Выбрать главу

Да, тот или иной образ равнин помог мне в написании моей самой известной книги, но, когда слова приходили ко мне с опозданием, я в основном смотрел на обычный кустарник: куст кизильника у ограды из тусклых прутьев, окаймляющей задний двор в пригороде Мельбурна.

На протяжении большей части моей писательской жизни у меня не было собственной комнаты и даже стола, чтобы сидеть. Если в доме было тихо или моя жена и сыновья отсутствовали, я предпочитал писать на барном стуле у кухонного стола. Если это было невозможно, я брал гладильную доску в спальню жены и свою, закрывал за собой дверь и использовал покрытую тканью, неустойчивую гладильную доску в качестве стола, оставляя перед собой только пустое пространство стены, если я поднимал взгляд от пишущей машинки. Но всякий раз, когда я вспоминаю само написание текста, теперь известного как Равнины , или периоды безделья между приступами настоящего письма, я вспоминаю главным образом ничем не примечательный вид из кухонного окна со своего места рядом со скамьей.

Сам процесс письма, или даже просто попытка писать, бесчисленное количество раз приносили мне то, что я буду называть откровениями . Самые ценные из этих непрошеных бонусов приходят примерно через полчаса после того, как я сам начал писать или попытался написать. Я написал предложение о кусте кизильника в конце дня, проведенного за написанием, и, отложив страницы, я полагал, что единственный комментарий, который я мог бы написать на следующий день, будет о кажущейся несвязности тех зимних утр 1978 года между тем, что я…

смотрел и о чём писал. Но меньше чем через час я вдруг осознал значение для меня самой странной из моих книг.

«Равнины» объяснялись и интерпретировались множеством способов, и я считаю это данью богатству и сложности художественного произведения, в котором, как кто-то однажды заметил, практически нет сюжета и персонажей.

Я также рад, что «Равнины» — это книга, на которую я могу сослаться, когда мне говорят, что моя проза слишком похожа на беллетризованную автобиографию. Но вопрос, который больше всего занимает меня в каждой моей книге, — это не «Что она значит?», а «Почему я её написал?» Или, точнее, «Какую смысловую структуру она открыла в моём сознании?» Ответ почти всегда приходил мне в голову во время написания той или иной книги, но до недавнего времени я почти сорок лет не был удовлетворен различными мнимыми объяснениями существования моей самой известной книги.

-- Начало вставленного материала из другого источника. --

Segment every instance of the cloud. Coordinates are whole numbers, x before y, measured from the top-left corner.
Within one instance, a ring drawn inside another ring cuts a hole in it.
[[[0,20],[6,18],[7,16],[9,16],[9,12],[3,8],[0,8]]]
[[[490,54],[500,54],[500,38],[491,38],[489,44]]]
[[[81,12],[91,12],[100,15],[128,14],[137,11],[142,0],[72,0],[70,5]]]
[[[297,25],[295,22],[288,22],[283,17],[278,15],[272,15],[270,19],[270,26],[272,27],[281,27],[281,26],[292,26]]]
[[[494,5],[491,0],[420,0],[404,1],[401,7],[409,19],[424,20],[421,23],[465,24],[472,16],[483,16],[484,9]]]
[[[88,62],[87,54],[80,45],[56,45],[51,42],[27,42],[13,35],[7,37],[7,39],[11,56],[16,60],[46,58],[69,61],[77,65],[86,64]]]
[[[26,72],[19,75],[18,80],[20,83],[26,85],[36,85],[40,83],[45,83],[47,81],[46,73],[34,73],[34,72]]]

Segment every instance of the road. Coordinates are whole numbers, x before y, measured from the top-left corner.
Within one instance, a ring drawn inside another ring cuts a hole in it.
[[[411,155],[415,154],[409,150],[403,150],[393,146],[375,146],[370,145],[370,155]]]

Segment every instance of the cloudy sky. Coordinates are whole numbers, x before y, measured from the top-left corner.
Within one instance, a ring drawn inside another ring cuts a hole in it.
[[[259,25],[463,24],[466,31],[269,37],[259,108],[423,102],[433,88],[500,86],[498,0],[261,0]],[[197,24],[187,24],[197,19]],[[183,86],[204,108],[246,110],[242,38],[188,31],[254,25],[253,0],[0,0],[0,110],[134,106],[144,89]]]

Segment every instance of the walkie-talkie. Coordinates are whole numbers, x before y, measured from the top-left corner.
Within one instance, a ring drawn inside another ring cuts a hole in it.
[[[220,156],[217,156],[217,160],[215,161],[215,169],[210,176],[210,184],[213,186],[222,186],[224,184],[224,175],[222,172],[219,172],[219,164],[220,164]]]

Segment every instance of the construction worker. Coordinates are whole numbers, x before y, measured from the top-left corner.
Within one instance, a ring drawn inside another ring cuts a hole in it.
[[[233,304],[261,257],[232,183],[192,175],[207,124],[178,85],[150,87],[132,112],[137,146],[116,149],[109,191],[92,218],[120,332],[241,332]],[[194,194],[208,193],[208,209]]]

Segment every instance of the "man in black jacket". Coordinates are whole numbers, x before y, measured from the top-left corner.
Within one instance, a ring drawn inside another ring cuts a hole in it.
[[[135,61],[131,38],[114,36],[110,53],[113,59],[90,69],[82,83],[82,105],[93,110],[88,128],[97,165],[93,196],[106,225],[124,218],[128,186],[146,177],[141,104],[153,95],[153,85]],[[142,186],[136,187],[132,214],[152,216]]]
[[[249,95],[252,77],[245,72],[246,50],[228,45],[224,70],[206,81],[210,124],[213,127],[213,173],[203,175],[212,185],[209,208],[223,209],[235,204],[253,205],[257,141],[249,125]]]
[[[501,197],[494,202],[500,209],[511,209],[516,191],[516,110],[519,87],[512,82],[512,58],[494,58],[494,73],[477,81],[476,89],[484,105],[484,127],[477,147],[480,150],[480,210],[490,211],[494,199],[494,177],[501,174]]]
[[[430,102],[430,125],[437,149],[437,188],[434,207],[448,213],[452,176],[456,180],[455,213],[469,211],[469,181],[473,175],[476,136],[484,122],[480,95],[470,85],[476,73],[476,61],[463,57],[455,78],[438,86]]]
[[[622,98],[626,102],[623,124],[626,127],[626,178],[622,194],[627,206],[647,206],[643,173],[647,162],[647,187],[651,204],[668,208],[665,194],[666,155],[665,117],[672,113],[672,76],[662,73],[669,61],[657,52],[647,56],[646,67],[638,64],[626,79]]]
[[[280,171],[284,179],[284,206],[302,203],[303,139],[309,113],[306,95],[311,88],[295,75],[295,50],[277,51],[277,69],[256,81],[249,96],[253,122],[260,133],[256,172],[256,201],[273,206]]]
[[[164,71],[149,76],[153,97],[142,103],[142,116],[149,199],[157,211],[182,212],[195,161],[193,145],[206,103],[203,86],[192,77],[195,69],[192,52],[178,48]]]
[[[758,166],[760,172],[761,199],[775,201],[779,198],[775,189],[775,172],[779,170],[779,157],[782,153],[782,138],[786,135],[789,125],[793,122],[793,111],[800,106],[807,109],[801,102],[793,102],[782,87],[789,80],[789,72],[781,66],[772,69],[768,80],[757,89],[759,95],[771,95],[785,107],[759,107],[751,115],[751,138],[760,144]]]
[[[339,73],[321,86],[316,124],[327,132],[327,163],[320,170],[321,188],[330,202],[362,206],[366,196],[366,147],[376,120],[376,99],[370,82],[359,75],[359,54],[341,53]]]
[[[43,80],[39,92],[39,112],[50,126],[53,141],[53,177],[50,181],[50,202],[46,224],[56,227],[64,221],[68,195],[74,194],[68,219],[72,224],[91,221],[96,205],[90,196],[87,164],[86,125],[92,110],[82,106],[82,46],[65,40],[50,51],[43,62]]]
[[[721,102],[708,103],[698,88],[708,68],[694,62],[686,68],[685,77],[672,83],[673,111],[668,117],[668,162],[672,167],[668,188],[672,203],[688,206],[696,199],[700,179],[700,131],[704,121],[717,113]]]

Растения интересуют меня только тогда, когда я связываю их с событиями моей реальной или ментальной истории, и у меня никогда не было причин интересоваться кизильником с его тускло-зелёными листьями, невзрачными цветками и красными ягодами, образующими неприятное месиво под ногами. Почему же тогда этот куст на заднем дворе постоянно, так сказать, нависал над ослепительной громадой Равнин? (И, конечно же, они заслуживают этой заглавной буквы.) Что ж, обычные красные ягоды кизильника иногда, если говорить проще, напоминали мне растение, которое было знакомо мне несколько лет в детстве, хотя с тех пор я редко его видел и так и не узнал его названия. Это растение представляло собой садовый кустарник с оранжевыми ягодами, и сейчас я пишу об экземпляре, который рос в просторном саду вокруг дома, который я представлял себе в детстве всякий раз, когда читал или слышал слова « роскошный» или «дворцовый» .

В начале романа «Тамариск Роу» кратко описывается встреча Клемента с двумя девочками постарше в саду, окружающем дом букмекера Стэна Риордана. Девочки играют в угадайку с цветными ягодами, которые в игре называются «яйцами в кустах».

Клемент уговаривает девушек позволить ему присоединиться к ним в игре, но позже они исключают его, потому что он не может понять правила.

Написав предыдущий абзац, я взглянул на текст своей первой книги. В нём девушки приглашают Клемента присоединиться к ним. Если бы я не сверился с текстом, я бы написал так .

Несколько заявлений, противоречащих опубликованному рассказу об игре с ягодами. Произошло ещё кое-что, что ещё больше запутало ситуацию.

Когда я попытался вспомнить реальный случай из собственного детства, который позже был приукрашен в художественном произведении и еще позже забыт, я не смог восстановить в памяти подробности.

То, о чём я только что рассказал, — безусловно, обычное явление для многих писателей-фантастов. Что, безусловно, необычно, так это то, что ядро или узел вымышленных образов, давно оторванный от своих реальных корней, спустя сорок или более лет оказывается зашифрованным ключом к смыслу целого художественного произведения, в котором само ядро или узел ни разу не упоминается.